Bilbo's quest has plenty in it for trilogy
Details of how The Hobbit films will pan out remain veiled, but a Lord of the Rings expert says there's more than enough Tolkien fodder to stretch the book into a film trilogy.
Sir Peter Jackson confirmed additional production for The Hobbit on Monday, with the movie series expanding from two films to three.
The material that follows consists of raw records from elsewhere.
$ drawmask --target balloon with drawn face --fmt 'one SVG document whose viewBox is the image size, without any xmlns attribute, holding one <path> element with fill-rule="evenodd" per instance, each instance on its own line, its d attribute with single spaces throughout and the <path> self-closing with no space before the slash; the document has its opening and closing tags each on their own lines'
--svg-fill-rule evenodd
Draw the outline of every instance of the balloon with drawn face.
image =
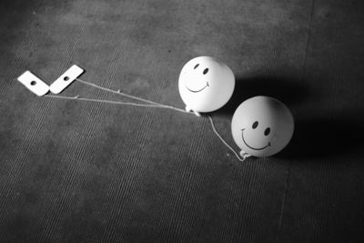
<svg viewBox="0 0 364 243">
<path fill-rule="evenodd" d="M 179 94 L 186 110 L 210 112 L 223 106 L 231 97 L 235 77 L 225 64 L 210 56 L 188 61 L 178 79 Z"/>
<path fill-rule="evenodd" d="M 234 113 L 231 130 L 240 154 L 269 157 L 282 150 L 293 135 L 289 109 L 278 99 L 255 96 L 244 101 Z"/>
</svg>

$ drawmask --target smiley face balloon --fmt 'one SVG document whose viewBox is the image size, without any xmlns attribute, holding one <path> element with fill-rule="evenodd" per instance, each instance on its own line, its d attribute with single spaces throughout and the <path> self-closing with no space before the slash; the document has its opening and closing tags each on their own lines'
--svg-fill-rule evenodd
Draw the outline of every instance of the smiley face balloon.
<svg viewBox="0 0 364 243">
<path fill-rule="evenodd" d="M 231 122 L 233 138 L 240 155 L 269 157 L 282 150 L 293 135 L 289 109 L 268 96 L 249 98 L 237 108 Z"/>
<path fill-rule="evenodd" d="M 210 112 L 223 106 L 231 97 L 235 77 L 225 64 L 210 56 L 188 61 L 178 79 L 179 94 L 187 111 Z"/>
</svg>

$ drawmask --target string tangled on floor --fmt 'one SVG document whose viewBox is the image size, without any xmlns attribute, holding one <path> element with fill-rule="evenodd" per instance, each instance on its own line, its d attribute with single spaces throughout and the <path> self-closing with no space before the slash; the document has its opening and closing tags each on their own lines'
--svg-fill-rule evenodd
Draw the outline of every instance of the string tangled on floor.
<svg viewBox="0 0 364 243">
<path fill-rule="evenodd" d="M 121 92 L 120 90 L 113 90 L 110 88 L 106 88 L 106 87 L 103 87 L 100 86 L 97 86 L 96 84 L 93 83 L 89 83 L 86 82 L 85 80 L 79 79 L 79 78 L 76 78 L 76 81 L 86 85 L 86 86 L 90 86 L 93 87 L 96 87 L 97 89 L 106 91 L 106 92 L 109 92 L 109 93 L 114 93 L 114 94 L 117 94 L 119 96 L 125 96 L 125 97 L 128 97 L 128 98 L 132 98 L 135 100 L 138 100 L 141 102 L 145 102 L 147 104 L 140 104 L 140 103 L 133 103 L 133 102 L 121 102 L 121 101 L 111 101 L 111 100 L 106 100 L 106 99 L 94 99 L 94 98 L 86 98 L 86 97 L 80 97 L 79 96 L 54 96 L 54 95 L 46 95 L 45 96 L 46 97 L 51 97 L 51 98 L 59 98 L 59 99 L 70 99 L 70 100 L 80 100 L 80 101 L 88 101 L 88 102 L 98 102 L 98 103 L 106 103 L 106 104 L 114 104 L 114 105 L 124 105 L 124 106 L 141 106 L 141 107 L 156 107 L 156 108 L 168 108 L 168 109 L 173 109 L 178 112 L 182 112 L 182 113 L 187 113 L 187 114 L 194 114 L 193 112 L 188 112 L 186 111 L 184 109 L 180 109 L 180 108 L 177 108 L 171 106 L 167 106 L 165 104 L 161 104 L 158 102 L 155 102 L 155 101 L 151 101 L 151 100 L 147 100 L 145 98 L 141 98 L 138 96 L 135 96 L 132 95 L 128 95 L 126 93 Z M 227 143 L 227 141 L 225 141 L 225 139 L 221 137 L 221 135 L 217 132 L 217 130 L 215 127 L 215 124 L 214 121 L 211 117 L 211 116 L 209 115 L 204 115 L 203 116 L 207 116 L 211 124 L 212 127 L 212 130 L 214 131 L 214 133 L 217 136 L 217 137 L 221 140 L 221 142 L 228 148 L 231 150 L 231 152 L 234 153 L 234 155 L 237 157 L 237 158 L 239 161 L 244 161 L 246 159 L 246 157 L 241 158 L 238 154 Z"/>
</svg>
A publicist for the films said no further details of the expansion could be revealed.
But David Harvey, a district court judge in Auckland, who won the titles for both the New Zealand and international versions of Mastermind in the early 1980s with the subject The Lord of the Rings, said information was available for an elongated Hobbit epic.
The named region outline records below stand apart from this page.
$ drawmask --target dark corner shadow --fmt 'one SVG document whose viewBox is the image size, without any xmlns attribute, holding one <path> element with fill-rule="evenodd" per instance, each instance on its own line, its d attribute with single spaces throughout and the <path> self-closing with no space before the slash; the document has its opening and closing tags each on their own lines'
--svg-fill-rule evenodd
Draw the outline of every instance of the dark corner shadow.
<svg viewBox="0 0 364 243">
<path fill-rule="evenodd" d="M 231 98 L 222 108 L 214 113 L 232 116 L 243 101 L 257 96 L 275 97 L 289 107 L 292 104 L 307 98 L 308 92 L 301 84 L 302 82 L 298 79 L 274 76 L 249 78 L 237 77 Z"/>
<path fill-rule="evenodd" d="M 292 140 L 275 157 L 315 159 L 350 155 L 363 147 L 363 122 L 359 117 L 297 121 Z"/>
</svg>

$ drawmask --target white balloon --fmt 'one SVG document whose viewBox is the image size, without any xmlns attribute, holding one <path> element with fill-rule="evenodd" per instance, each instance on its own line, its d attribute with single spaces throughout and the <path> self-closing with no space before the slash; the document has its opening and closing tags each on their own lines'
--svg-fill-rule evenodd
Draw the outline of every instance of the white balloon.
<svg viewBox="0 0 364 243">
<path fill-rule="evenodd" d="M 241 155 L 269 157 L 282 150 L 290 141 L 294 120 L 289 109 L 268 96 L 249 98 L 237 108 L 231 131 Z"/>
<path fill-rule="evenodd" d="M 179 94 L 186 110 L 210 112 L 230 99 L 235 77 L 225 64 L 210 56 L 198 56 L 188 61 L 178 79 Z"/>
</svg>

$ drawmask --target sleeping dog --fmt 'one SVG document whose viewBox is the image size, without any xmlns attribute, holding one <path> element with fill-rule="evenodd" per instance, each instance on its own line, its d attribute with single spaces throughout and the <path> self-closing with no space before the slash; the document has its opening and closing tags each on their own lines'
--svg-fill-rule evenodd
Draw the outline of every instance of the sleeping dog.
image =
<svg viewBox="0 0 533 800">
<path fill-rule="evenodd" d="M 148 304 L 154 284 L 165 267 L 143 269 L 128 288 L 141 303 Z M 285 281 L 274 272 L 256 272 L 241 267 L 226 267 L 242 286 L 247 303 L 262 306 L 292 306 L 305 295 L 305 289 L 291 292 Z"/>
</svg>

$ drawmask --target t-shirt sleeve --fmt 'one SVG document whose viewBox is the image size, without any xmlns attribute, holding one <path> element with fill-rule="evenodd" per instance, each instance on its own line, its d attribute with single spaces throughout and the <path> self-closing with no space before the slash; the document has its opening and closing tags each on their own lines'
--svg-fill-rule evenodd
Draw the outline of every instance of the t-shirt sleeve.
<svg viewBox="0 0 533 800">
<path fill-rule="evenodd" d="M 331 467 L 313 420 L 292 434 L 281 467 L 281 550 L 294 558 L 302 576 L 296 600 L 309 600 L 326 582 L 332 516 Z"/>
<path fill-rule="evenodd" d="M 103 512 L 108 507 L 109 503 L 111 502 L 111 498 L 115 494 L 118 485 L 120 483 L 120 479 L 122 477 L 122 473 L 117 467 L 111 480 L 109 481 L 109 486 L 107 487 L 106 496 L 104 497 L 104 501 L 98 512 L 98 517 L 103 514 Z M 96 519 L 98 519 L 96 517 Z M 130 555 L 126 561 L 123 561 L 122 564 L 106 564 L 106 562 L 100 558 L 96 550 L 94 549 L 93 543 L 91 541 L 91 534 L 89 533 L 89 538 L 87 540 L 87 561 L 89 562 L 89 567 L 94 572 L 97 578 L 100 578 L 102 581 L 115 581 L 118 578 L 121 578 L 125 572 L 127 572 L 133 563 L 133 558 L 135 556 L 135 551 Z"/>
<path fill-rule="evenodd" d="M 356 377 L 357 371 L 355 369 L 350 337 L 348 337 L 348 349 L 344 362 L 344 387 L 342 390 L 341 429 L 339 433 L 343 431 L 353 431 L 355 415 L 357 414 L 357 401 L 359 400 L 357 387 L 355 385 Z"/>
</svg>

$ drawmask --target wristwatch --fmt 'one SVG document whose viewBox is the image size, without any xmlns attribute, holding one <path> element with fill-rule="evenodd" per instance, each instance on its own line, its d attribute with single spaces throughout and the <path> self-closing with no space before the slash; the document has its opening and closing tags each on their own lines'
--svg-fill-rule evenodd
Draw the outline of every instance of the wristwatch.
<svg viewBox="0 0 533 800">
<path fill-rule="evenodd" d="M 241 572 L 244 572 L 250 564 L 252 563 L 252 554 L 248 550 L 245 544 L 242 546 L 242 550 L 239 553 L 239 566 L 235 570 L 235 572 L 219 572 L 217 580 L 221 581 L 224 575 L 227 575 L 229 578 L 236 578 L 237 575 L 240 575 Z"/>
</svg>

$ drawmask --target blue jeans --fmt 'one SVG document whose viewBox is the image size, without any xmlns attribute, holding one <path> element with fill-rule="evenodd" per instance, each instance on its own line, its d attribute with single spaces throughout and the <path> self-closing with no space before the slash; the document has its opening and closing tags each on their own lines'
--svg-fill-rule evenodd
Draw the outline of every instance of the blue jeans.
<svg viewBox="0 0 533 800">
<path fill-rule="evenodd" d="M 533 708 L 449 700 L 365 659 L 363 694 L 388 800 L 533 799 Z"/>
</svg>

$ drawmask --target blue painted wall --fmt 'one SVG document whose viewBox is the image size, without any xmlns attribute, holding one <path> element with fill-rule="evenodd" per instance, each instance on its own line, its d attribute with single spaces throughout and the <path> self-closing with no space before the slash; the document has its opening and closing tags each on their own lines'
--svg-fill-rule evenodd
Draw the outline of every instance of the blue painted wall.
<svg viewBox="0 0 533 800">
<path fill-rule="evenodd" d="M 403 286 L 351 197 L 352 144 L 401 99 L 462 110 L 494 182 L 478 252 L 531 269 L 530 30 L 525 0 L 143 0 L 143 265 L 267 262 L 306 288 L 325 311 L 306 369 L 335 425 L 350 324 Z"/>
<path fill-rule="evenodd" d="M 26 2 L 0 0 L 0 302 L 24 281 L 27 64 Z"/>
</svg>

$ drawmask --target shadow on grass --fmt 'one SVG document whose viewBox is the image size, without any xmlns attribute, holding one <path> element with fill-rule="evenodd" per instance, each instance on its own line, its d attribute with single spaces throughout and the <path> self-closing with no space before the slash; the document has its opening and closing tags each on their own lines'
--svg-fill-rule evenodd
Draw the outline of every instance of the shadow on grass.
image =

Detail from The History of Middle-earth - a 12-volume analysis of Tolkien's fiction, compiled by the author's son Christopher - and appendices from The Lord of the Rings could be used to extend the plot.
"If you wanted to provide more detail . . . the material is definitely there," Judge Harvey said.
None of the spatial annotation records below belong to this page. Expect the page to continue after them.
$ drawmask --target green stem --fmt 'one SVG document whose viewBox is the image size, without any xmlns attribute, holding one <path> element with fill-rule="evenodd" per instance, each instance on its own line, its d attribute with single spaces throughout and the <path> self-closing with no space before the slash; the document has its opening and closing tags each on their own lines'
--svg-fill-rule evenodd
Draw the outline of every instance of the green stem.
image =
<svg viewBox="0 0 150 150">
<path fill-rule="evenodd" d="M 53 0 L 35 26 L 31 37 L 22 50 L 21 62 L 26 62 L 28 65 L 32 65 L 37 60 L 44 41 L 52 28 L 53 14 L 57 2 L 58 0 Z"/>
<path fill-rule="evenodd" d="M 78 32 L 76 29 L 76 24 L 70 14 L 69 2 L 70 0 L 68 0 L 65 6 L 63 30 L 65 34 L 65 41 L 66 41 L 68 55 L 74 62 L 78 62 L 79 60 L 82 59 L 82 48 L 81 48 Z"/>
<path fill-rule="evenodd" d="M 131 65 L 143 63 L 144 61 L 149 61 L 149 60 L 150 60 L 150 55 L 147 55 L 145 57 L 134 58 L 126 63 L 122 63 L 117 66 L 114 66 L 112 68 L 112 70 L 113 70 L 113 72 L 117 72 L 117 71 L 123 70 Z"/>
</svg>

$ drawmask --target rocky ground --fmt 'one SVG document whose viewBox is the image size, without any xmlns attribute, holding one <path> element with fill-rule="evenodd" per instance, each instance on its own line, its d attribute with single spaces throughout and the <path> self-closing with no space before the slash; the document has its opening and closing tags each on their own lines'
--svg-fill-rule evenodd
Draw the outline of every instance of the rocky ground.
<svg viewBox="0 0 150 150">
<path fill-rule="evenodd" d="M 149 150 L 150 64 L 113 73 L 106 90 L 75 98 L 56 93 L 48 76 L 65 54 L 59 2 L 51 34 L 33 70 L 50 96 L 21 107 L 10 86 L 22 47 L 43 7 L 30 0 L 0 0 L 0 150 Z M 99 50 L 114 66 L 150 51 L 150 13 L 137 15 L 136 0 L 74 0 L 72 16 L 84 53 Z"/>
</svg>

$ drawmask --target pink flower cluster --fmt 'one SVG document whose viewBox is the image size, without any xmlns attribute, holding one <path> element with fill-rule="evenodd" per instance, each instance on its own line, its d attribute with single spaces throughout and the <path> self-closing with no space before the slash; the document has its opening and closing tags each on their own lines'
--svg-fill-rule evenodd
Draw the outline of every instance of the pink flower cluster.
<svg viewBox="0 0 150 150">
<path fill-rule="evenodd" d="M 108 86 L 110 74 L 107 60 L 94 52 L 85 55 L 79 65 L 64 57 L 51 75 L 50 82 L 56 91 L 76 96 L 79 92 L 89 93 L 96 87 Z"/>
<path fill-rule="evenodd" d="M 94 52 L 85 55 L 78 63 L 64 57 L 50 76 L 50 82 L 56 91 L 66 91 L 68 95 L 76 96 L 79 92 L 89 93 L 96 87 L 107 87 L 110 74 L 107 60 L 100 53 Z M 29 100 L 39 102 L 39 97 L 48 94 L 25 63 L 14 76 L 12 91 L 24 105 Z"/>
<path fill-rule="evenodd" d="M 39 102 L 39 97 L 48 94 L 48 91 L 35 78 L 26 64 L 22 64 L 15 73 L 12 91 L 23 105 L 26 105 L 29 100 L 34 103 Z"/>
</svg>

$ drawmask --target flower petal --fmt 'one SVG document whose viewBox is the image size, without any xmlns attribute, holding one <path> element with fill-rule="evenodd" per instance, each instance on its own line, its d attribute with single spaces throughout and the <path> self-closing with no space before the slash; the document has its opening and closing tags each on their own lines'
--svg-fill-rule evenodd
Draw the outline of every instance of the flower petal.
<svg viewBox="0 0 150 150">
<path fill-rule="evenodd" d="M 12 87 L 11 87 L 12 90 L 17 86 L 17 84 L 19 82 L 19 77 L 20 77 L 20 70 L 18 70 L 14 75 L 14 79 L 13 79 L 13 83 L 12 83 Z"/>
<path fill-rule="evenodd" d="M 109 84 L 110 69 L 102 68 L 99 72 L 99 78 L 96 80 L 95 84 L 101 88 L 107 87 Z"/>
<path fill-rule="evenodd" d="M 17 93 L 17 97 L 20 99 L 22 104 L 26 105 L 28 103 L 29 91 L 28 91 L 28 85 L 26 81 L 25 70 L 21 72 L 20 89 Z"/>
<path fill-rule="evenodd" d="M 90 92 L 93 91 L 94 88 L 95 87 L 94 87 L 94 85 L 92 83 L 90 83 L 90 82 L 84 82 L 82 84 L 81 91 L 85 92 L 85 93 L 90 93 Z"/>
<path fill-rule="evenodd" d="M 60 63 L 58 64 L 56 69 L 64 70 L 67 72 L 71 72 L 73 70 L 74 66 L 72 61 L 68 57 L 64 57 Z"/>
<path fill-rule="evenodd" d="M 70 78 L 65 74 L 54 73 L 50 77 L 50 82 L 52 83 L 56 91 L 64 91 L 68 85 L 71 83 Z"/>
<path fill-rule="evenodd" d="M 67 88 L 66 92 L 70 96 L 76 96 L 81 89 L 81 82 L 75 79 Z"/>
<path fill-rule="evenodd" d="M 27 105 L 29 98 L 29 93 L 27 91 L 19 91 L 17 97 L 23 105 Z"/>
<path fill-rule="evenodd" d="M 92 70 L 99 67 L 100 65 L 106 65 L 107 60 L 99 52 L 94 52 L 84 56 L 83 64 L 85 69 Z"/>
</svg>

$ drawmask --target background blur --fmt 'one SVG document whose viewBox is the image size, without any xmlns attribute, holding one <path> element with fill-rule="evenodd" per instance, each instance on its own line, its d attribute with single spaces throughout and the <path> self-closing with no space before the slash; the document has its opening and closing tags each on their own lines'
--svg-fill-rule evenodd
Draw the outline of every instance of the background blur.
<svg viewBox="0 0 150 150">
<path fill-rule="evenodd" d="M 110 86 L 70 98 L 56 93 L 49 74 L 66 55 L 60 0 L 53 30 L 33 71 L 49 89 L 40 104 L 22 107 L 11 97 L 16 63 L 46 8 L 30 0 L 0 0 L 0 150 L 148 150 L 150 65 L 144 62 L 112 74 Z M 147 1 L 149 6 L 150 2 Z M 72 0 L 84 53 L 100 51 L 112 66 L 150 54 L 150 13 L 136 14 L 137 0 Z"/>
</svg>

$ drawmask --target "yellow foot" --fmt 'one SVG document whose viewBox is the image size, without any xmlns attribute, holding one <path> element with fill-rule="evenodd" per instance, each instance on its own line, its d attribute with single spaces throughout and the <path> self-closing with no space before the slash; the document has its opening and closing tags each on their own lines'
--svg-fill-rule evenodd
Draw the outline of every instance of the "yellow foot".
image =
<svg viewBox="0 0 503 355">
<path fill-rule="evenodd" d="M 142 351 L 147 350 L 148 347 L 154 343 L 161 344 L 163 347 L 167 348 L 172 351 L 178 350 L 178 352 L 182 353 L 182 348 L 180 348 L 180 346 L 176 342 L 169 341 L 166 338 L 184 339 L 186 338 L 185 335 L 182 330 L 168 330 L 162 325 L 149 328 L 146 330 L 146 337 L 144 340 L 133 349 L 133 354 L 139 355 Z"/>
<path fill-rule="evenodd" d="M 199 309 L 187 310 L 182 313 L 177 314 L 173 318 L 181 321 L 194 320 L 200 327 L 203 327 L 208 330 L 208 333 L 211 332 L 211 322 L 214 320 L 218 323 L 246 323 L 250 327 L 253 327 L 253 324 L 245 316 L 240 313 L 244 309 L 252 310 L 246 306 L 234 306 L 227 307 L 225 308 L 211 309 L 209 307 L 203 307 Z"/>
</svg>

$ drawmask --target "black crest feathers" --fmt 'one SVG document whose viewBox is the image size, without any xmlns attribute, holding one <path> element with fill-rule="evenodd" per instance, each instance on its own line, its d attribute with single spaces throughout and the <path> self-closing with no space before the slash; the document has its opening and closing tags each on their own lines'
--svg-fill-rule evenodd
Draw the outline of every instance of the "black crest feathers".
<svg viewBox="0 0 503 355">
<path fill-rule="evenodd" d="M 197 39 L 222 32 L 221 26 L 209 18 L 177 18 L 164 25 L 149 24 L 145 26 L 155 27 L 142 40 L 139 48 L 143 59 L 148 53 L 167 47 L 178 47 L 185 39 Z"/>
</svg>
Jackson has said that, without another film, much of the tale of Bilbo Baggins, the dwarves, the rise of the Necromancer (arch-villain Sauron in The Lord of the Rings), and the Battle of Dol Guldur would be missed out.
The battle, found in the Rings appendixes, as well as insight into the world of hobbits found in The History of Middle-earth, would add to the story, Judge Harvey said.
He said it would be Jackson's interpretation on the story but "Peter's got a reputation for being a wonderful story-teller and, if the past is anything to go by, it could be a wonderful story".
Judge Harvey, author of two books on Tolkien, was a consultant on Jackson's The Lord of the Rings.